The change comes after a turbulent 2017 when troubling videos slipped into YouTube Kids, and top creators like PewDiePie and Logan Paul drove advertisers away. More than 250 brands pulled their ads from YouTube last spring after they learned that their ads were appearing alongside extremist videos. Major advertisers scaled back after their ads appeared in videos that seemed to exploit children.

YouTube said that, by the end of March, the most popular videos will be manually reviewed to ensure they are safe before ads are allowed to run. These videos are part of the Google Preferred program, which highlights the top 5% of content on YouTube that’s advertiser-friendly. The preferred program isn’t fail safe: Logan Paul Vlogs was part of the program before it posted a video from Japan’s infamous “suicide forest” that showed the body of a teen who had recently died by suicide, and YouTube dropped the channel from the program afterward.

The change won’t prevent the uploading of similar video, it just won’t be eligible for ads. But it could deter creators from posting alarming content because they won’t be able to make money from it.

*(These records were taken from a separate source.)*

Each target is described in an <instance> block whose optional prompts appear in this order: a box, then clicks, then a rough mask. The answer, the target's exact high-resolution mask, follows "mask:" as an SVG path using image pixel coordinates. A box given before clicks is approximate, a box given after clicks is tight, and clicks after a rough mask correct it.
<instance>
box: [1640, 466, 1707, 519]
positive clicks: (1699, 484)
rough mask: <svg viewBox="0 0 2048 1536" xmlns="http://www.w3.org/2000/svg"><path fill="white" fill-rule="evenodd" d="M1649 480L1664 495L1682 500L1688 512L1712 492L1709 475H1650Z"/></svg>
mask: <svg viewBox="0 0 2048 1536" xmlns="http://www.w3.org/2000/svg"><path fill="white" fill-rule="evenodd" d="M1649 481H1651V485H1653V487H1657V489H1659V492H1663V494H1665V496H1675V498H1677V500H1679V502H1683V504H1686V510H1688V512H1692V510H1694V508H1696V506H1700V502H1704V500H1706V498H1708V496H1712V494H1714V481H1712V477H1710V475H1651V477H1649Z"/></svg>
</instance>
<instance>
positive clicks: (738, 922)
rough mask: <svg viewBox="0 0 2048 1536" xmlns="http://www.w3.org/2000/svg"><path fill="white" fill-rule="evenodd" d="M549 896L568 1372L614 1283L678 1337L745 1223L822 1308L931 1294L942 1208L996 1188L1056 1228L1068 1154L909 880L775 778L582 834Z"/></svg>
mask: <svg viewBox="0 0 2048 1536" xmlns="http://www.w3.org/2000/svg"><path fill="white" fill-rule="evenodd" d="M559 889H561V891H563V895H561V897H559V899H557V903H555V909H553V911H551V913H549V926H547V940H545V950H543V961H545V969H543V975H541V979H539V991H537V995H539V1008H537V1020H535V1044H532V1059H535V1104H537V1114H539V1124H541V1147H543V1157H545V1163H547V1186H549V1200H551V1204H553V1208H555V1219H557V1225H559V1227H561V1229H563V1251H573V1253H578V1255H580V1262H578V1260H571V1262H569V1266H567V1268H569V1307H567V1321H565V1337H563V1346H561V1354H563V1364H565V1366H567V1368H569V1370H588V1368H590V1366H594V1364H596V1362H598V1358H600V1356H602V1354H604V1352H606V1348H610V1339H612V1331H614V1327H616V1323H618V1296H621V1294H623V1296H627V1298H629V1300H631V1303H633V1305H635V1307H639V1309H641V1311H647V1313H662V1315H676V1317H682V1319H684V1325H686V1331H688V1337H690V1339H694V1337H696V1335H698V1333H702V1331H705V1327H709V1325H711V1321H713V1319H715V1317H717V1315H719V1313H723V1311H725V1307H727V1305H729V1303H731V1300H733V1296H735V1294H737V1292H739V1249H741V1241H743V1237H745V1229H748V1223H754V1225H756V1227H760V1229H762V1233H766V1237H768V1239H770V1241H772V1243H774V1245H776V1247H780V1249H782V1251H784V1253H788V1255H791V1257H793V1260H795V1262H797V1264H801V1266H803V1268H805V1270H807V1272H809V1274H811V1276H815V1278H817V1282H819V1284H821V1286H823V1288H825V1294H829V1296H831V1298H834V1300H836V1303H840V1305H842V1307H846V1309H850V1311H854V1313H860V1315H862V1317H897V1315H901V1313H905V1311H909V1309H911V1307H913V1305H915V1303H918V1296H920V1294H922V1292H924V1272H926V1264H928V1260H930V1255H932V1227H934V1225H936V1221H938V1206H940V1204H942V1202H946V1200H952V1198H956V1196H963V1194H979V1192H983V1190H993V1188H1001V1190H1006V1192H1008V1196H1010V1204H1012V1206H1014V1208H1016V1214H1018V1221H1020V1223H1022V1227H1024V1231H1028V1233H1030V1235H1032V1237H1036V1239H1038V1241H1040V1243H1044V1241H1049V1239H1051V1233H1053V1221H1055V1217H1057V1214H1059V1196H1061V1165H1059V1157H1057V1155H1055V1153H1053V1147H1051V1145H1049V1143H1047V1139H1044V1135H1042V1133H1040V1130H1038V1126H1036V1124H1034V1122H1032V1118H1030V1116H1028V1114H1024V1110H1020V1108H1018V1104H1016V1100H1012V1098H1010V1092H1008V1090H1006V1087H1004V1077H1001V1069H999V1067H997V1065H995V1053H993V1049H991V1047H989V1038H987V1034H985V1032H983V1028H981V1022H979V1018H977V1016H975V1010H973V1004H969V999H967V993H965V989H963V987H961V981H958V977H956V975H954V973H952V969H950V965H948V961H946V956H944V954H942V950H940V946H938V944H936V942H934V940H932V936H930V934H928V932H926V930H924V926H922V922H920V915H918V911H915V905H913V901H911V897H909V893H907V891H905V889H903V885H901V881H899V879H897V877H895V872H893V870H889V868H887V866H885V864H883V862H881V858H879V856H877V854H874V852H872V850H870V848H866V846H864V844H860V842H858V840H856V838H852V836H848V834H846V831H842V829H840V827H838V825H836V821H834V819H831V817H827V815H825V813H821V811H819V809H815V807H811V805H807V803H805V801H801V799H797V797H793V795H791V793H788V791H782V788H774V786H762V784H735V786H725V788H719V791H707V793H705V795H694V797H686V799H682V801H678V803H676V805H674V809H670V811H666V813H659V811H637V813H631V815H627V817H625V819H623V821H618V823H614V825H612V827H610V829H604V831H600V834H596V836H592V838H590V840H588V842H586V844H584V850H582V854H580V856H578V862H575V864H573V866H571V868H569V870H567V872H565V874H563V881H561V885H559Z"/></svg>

In addition to human review, starting Feb. 20, channels will need to have at least 1,000 subscribers and 4,000 hours of watch time within the past year to run ads and share in the ad revenue with Google. The new metrics are more restrictive than the previous threshold of 10,000 total views. YouTube said it would consider other flags like spam and strikes, which are issued when someone flags a video for violating YouTube’s community guidelines.

The measures could bar “tens of thousands” of creators from making money through YouTube’s ad share “partner” program, Recode reported, and make it harder for new channels to get started with it. YouTube said the new criteria would affect a “significant number” of channels, but most of them weren’t earning much ad revenue anyway. “99% of those affected were making less than $100 per year in the last year, with 90% earning less than $2.50 in the last month,” said a blog post from chief product officer Neal Mohan and chief business officer Robert Kyncl.

The changes are meant to differentiate established, credible channels from creators that try to game YouTube’s algorithms to make money from offensive or inappropriate videos that rack up thousands of views.